Call For a Tow

Canals: The Ultimate Hurricane Holes

The July, 2004 Seaworthy article, "Hurricane Preparation Starts with Three Considerations: Location, Location, Location" made the point that when your boat has to be left in the water, deciding where it will be safest is more important than any other decision you'll have to make to protect your boat. No other decision comes close. Stripping the boat and adding extra lines, while critical, won't do much to protect a boat in a crowded marina that will be exposed to breaking waves. Entire marinas that were "protected" from the surge by low-lying spits of land or seawalls have been devastated in storms.

Other issues of Seaworthy have also dealt with the problem of where not to leave your boat during a hurricane. In this issue, Seaworthy will look at one of the most secure places to leave your boat when it has to be left in the water: A residential canal or narrow waterway. The latter includes the heads of creeks and small rivers, mangroves, and bayous.

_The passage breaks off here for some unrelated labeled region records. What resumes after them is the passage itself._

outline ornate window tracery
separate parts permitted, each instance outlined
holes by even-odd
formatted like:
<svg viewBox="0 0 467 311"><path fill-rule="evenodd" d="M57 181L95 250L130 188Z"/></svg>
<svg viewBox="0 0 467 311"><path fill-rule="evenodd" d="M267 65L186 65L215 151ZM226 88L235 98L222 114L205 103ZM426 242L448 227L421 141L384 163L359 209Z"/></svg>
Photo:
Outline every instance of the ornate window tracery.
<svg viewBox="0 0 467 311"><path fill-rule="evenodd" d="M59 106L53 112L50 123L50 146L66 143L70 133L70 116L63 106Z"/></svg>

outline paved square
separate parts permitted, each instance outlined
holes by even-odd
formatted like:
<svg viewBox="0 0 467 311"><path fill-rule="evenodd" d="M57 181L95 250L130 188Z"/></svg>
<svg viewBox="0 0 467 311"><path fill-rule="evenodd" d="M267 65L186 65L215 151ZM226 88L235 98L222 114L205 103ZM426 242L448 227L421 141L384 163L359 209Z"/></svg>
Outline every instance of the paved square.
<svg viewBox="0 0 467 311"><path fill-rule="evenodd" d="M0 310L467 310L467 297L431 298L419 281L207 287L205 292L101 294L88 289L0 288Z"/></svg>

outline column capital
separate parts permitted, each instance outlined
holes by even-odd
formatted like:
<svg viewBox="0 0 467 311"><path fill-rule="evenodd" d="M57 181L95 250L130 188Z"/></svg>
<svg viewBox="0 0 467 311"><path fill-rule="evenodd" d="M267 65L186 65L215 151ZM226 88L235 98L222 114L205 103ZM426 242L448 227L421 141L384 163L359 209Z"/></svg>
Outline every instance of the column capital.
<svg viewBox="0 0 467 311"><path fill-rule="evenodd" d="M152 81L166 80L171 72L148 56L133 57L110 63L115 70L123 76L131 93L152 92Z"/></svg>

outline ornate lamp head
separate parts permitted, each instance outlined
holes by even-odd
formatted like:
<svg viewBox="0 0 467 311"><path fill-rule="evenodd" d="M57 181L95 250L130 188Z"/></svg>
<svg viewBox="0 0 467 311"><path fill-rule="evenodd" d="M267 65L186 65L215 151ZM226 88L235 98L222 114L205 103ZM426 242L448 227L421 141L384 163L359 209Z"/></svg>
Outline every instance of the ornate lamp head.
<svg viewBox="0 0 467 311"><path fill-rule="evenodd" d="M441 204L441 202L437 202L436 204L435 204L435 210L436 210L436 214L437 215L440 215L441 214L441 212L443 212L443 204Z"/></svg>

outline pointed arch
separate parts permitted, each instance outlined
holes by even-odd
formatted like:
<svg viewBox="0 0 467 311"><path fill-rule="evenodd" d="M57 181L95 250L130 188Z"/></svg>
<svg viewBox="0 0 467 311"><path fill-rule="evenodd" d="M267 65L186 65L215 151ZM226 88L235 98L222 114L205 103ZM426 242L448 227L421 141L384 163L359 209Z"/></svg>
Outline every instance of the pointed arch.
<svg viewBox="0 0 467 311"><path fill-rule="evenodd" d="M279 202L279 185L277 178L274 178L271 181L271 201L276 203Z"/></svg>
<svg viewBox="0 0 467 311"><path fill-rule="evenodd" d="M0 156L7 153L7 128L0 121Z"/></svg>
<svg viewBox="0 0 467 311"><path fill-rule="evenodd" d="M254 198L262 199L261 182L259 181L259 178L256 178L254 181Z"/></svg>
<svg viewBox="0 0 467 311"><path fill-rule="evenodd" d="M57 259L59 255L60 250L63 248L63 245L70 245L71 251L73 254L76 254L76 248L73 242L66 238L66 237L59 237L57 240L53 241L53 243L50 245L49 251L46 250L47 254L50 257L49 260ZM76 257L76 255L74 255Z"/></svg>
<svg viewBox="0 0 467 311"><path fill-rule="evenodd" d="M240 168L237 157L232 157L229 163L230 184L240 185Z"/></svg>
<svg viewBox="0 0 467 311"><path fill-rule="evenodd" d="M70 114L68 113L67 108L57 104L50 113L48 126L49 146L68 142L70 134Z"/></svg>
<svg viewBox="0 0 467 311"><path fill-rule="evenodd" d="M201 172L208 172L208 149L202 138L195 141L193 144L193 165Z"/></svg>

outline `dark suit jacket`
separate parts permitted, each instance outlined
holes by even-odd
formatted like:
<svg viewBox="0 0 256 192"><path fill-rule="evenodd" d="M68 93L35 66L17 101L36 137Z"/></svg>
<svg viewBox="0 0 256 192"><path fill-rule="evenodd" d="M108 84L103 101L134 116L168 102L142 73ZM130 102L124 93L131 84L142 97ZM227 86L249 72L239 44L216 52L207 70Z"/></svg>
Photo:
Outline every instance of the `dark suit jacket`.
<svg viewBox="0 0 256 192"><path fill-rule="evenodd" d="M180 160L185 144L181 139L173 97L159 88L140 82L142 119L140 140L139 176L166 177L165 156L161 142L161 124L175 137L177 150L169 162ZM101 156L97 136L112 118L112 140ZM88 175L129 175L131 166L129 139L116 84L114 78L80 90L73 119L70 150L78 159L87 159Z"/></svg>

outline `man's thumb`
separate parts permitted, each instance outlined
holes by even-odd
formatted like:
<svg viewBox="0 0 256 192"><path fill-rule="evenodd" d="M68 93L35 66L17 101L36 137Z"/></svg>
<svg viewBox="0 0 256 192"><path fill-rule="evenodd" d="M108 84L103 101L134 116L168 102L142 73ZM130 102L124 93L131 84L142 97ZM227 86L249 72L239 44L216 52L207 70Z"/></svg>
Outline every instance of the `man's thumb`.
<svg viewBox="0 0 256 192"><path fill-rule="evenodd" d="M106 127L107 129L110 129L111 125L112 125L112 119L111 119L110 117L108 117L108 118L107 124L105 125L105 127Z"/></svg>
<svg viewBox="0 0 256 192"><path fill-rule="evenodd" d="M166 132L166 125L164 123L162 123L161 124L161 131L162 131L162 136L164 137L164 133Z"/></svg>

There are never any guarantees in a hurricane, no matter where you leave your boat, but there are some obvious advantages to securing your boat in a narrow body of water. For starters, there won't be large, breaking waves, which are like wrecking balls in a storm. But equally important, a boat can be secured in the middle of the waterway with long lines ashore, which allows it to rise and fall with the surge. Accounting for the surge is much more difficult at a dock; lines can be run to more distant pilings, but lines stretch and pilings and piers will be much closer, typically only a few feet away. Boats that are anchored or moored can rise and fall with the surge but also face the considerable risk that the anchors (yours or someone else's) will drag or the pennants will fail. Given the large number of boats in some areas, scope can also be a problem.

Securing a Boat in a Canal; A Few Considerations

Despite the considerable advantages, many boats in canals have been damaged in recent hurricanes. Most were on lifts or at docks where they were still vulnerable to high winds and the surge. All it took in a canal was one or two boats breaking loose to damage a lot of other boats. A beamy 33' cruiser had been tied in the middle of a canal in Punta Gorda, for example, with four 5/8" dock lines (probably the boat's working dock lines) broke loose and destroyed four other boats. While the concept of tying the boat in the middle of the canal was excellent, both the number and size of the lines were inadequate for that size boat in a hurricane. Eight lines should be the minimum.

Another problem in past hurricanes has lines secured to trees that were blown over. The most vulnerable trees in a storm are non-native "exotics" such as palm trees, which have notoriously shallow root systems. Pilings, most indigenous trees, and even earth augers screwed into the ground are a better alternative.

A BoatU.S. member in Port Charlotte watched a neighbor's boat that had been centered in a canal get bashed against a seawall because its nylon lines were being stretched too far in gusts. No mention was made of what size or how many lines were used.

One solution would have been to distribute the load by using more and larger lines. Using braid-on-braid lines, which has about 50% less stretch than three-strand, would also have helped. Probably the best remedy would be to use some slightly longer polyester lines with the nylon. Polyester has about half as much as nylon braid but is far more resistant to chafe—about 10 time more resistant. By making the polyester line longer, the nylon lines can absorb the initial force in gusts before being brought under control by the polyester lines.

Finally, whichever lines you decide to use, try to keep the number on any one cleat or piling to two. That way if there's a failure, the boat will still be well secured.

The benefit of multiple long lines to shore can't be overstated: longer lines allow the boat to rise and fall with the surge without coming into contact with pilings, piers or seawalls. John Myran's 38' sailboat, shown above, has been through four hurricanes in the canal behind his Gulf Breeze, Florida home since 1995.

Here's what John did right to prepare his boat:

  • To reduce windage, he stripped the sails, bimini, dodger, dinghy, etc. off of the boat.
  • Thanks to a spool of 1,000' of 5/8" nylon rope he kept on hand, John was able to rig 13 dock lines to shore.
  • He also deployed three 120' anchor rodes—two off the bow, which faced the canal entrance, and one off of the stern.
  • Not more than two lines were led to a single cleat on the boat and most were led to separate pilings on shore.
  • John tries not to be away during hurricane season but, to be safe, he wrote up his hurricane plan and made an agreement with a neighbor to prepare each others boats if either has to be away.

Here's what John did wrong: Nothing. John did everything right.

Here's what happened: John's boat survived all four hurricanes without a scratch. During Ivan his house wasn't so lucky; the 130 mph gusts and 12' surge did considerable damage to the structure and furniture. John and his wife were not able to live in the house for six months while it was repaired. Where did he live? The boat!